Allergan Inc.’s best-selling drug Botox, used to smooth out wrinkles by relaxing facial muscles, is actually botulinum neurotoxin type A. The toxin functions by disrupting the signals of the nervous system. Botox and a different variety of botulinum toxin, marketed as Myobloc by Solstice Neurosciences, are also used to treat muscular stiffness or spasms caused by conditions such as cerebral palsy.
After reports surfaced of people experiencing trouble breathing or swallowing after receiving injections of the toxin, the FDA added warnings to the labels of Botox and Myobloc about these effects.
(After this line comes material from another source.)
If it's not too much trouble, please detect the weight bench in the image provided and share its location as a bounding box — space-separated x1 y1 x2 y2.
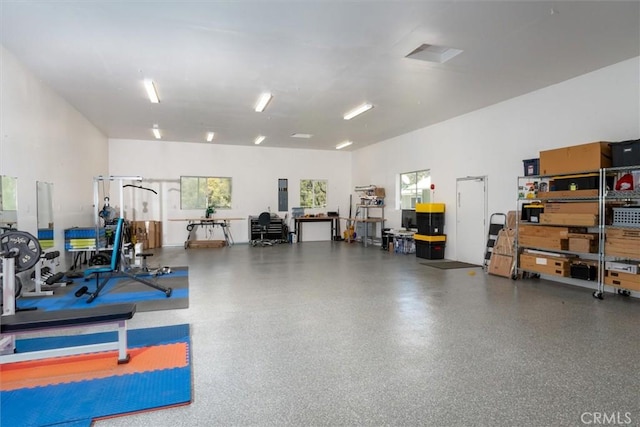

While the FDA has only warned of the effects in patients with neuromuscular disorders, it has acknowledged that a risk might also be posed in other people and has launched an investigation.
The reason for the danger is that the botulinum toxin might migrate from its injection site into other parts of the nervous system.
In the current study, researchers injected botulinum toxin into one side of the hippocampus into the brains of rats, and observed it to migrate to the other side of the brain. When the toxin was injected into the brain’s superior colliculus, which is involved in vision, it migrated into the animals’ eyes.
Six months after the initial injection into the hippocampus, the researchers could still observe the toxin’s effects.
Botulinum toxin is produced by the bacteria Clostridium botulinum, which is known to infect wounds and contaminate food. Approximately 110 cases of botulism poisoning occur in the United States each year. Because of the toxin’s tendency to paralyze the respiratory system, botulism contamination can be fatal if not treated.